I don't know when he became grown, but good grief I love him. 

He throws right handed. He bats left. Watch out world... this kid is gonna be awesome. AND it came with no forcing! He's had all this since February and just started asking to play. I love it. 

These are the pictures that make me wonder what's in that mind. He's so intent. He's so beautiful. 

My green eyed boy's eyes are turning brown. Maybe they'll be hazel, but lately they've looked mighty brown. 


Tuesday, September 16, 2014

The cup is half...

I am a special needs mom. 

My child has special needs.

Maddox has three diagnoses. 

Those three statements are some of the toughest I've swallowed the past few days. I've wallowed. I've cried. I've screamed in my car. I've vented on Facebook (the epitome of a meltdown right?) I've yelled at the unfair screwed up "system".

But what does this change? Not a dadgum thing. Each diagnosis the neurologist read to me was something I knew was coming. (Let's be clear: I called asking for them. I hoped with my whole being that this list of life long difficulties would somehow guarantee him some form of assistance when only it lead to more denials but that's another days worth of complaints...) but still, hearing her say it. Hearing her say words officially makes me feel things I've never felt. 

Am I ready to list them? No. Grant me that. The main reason is because I googled after talking to her. Yes, I know better, but after studying childhood diseases and disorders (thank you Child Life degree) I knew enough to know I needed to know more. We've said from day one that cerebral palsy was a possibility so of course that's part. Well, googling only gives worst case and no one is going to look at my kid with a worst case perspective. No one (excuse the momma bear). 

But look at him! There's things no one sees but us. Maddox's head is floppy, but he's picking it up from time to time. And, when he picks it up, he doesn't fall backwards! It used to flop every direction. Now? Just forward. 

You see those fingers? This is a kid that used to never open his hands. Now? He can lay them flat on a surface when he touches it! He sees his hands finally and recognizes when he touches things.

Toes? Oh the toes... when his feet touch the ground they're flat. It's amazing. No more tip toes. 
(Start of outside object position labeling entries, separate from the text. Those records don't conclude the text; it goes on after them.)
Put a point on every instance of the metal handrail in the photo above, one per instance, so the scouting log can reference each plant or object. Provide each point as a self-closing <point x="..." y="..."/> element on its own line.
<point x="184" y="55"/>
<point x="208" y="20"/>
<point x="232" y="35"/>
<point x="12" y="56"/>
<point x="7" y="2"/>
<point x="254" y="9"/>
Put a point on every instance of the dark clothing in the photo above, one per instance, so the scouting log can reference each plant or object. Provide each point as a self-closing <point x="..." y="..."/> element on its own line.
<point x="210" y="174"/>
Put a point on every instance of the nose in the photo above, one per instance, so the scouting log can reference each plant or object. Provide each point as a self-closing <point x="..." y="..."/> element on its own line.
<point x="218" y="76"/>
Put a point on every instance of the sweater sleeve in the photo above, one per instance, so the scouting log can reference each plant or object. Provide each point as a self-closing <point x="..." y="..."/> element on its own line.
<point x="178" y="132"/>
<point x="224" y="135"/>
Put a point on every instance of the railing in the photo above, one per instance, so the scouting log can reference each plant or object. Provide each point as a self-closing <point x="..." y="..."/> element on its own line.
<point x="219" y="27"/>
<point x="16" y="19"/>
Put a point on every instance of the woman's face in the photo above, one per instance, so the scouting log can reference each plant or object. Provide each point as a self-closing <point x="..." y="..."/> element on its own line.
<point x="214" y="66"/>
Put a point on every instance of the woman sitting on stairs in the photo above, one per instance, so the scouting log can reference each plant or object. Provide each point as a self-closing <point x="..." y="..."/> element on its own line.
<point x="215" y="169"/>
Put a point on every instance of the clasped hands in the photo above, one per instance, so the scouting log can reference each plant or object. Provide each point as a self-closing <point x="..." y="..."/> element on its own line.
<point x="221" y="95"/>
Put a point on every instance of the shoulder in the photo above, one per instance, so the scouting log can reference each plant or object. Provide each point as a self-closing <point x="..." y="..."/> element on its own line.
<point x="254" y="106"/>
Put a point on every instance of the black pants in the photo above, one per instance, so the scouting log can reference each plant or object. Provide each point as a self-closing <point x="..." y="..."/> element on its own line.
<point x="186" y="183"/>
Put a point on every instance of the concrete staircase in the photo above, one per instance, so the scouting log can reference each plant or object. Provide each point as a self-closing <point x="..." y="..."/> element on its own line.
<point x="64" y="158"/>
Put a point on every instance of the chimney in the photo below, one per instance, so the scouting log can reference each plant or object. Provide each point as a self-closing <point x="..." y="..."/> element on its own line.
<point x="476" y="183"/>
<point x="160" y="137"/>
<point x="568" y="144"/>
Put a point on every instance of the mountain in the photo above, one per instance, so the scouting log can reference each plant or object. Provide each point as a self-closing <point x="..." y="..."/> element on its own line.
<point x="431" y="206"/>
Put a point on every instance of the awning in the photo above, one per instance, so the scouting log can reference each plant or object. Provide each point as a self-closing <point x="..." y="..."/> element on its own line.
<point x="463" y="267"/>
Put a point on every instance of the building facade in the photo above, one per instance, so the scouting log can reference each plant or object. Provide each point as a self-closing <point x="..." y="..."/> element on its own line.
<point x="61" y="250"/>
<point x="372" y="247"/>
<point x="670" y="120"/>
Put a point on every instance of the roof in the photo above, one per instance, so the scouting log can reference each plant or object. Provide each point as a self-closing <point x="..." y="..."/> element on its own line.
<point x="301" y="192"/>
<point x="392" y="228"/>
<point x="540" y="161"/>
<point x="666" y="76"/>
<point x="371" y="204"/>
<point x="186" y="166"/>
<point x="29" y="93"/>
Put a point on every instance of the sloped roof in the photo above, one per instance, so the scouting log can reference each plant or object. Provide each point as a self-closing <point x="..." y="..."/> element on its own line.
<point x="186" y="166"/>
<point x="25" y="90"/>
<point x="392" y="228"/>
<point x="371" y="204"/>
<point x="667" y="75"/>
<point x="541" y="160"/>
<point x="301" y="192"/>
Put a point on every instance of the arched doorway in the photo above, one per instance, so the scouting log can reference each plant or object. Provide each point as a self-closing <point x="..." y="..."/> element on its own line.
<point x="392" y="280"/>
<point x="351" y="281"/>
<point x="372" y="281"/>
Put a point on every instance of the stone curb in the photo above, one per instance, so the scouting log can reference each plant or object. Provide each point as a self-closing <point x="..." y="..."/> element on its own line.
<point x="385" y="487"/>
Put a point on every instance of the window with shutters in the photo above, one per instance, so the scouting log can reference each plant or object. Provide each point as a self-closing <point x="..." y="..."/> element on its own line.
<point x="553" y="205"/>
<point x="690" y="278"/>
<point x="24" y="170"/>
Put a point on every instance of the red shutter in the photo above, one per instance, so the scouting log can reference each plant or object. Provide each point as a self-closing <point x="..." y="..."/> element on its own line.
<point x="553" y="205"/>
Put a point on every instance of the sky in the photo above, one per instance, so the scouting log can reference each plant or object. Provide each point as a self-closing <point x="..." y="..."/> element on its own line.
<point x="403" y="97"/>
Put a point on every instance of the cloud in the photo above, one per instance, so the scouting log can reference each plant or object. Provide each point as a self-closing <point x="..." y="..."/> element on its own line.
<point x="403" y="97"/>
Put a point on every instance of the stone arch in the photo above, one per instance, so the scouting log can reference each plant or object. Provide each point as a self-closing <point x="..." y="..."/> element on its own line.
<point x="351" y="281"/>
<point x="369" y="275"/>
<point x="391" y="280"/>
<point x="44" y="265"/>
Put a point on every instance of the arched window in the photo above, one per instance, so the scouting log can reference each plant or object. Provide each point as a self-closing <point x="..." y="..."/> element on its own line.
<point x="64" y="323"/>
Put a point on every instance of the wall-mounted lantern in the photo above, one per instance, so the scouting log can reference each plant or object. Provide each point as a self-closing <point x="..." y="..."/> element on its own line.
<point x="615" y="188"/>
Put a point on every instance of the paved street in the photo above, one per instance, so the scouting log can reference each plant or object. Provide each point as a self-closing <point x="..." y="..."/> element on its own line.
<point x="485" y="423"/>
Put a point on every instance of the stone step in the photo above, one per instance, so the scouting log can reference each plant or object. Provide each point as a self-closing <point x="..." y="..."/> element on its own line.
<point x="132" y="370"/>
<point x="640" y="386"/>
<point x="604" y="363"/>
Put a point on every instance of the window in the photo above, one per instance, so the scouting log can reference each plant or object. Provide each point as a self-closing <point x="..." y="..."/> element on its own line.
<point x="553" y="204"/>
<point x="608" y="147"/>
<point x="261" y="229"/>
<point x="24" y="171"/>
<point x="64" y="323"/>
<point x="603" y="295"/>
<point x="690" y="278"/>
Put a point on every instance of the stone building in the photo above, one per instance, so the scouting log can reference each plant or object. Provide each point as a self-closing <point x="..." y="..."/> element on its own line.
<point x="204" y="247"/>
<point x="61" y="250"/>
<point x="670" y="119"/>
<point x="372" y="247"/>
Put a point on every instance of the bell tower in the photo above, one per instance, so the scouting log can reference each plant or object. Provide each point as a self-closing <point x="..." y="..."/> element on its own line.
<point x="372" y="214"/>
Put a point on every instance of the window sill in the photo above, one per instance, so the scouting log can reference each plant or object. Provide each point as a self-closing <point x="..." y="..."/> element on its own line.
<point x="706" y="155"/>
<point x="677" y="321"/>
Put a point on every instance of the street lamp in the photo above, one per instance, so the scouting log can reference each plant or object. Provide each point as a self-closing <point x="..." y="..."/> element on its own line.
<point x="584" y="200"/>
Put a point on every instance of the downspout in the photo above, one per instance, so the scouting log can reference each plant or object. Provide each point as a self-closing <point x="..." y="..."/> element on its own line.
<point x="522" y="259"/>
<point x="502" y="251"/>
I could go on and on about things he can do that isn't noticeable to everyone but we don't have time for all that. Just know that tiny steps eventually add up.

Here's the deal. I can grasp a lot of things - he may walk, he may not. He may talk my ear off one day, he may not. He may eat McDonalds happy meals, or he may be tube fed forever. But at the end of the day, I don't care. I don't. Not even a little. I'm not being a pessimist. I'm not counting him out. There's a fine line of realistic optimism that I walk daily... No, every minute. I care what he's doing today. And today? He's sleeping through the night more days than not, we've been seizure free for almost a month, and he doesn't dislike his new chair. People don't understand how priorities change, how to do lists are different, how much you can crave things as simple as a smile for your kids, but I do. Does that make me superwoman? Heck no, it makes me a momma. 

It makes me a momma just like everyone else.  I'm nothing fancy. I read a blog once about how "special needs kids aren't lucky to have us as parents but we are lucky to have had them as kids." Good grief ain't that the truth. Two years ago I would've looked at me and said what some of my best girlfriends say about not knowing how we do it. But we all rise to challenges. And the best way to "rise" is by letting others help carry the load. (Our family is way better than yours, by the way. All our extendeds on both sides plus our friends are absolutely amazing) 

Lastly in my rant of rants... I know not everyone would chose to share like we do, but it's who we are. Maddox is no secret. Maddox is the most quiet superstar I know. But I've never been one to live quietly and maybe that's why I got picked for him. I'll shout his triumphs, struggles, and even days of monotony, because I like to. I like to show off my babies. I like to openly ask for prayer. I like to attempt and give adequate praise to the Author of this story we are living.

I like to be an open screwed up book of imperfections. 
See that big kid? He loves his Maddox Ray. And right now, to him, his brother is perfect and his "sweet boy" so my heart is full.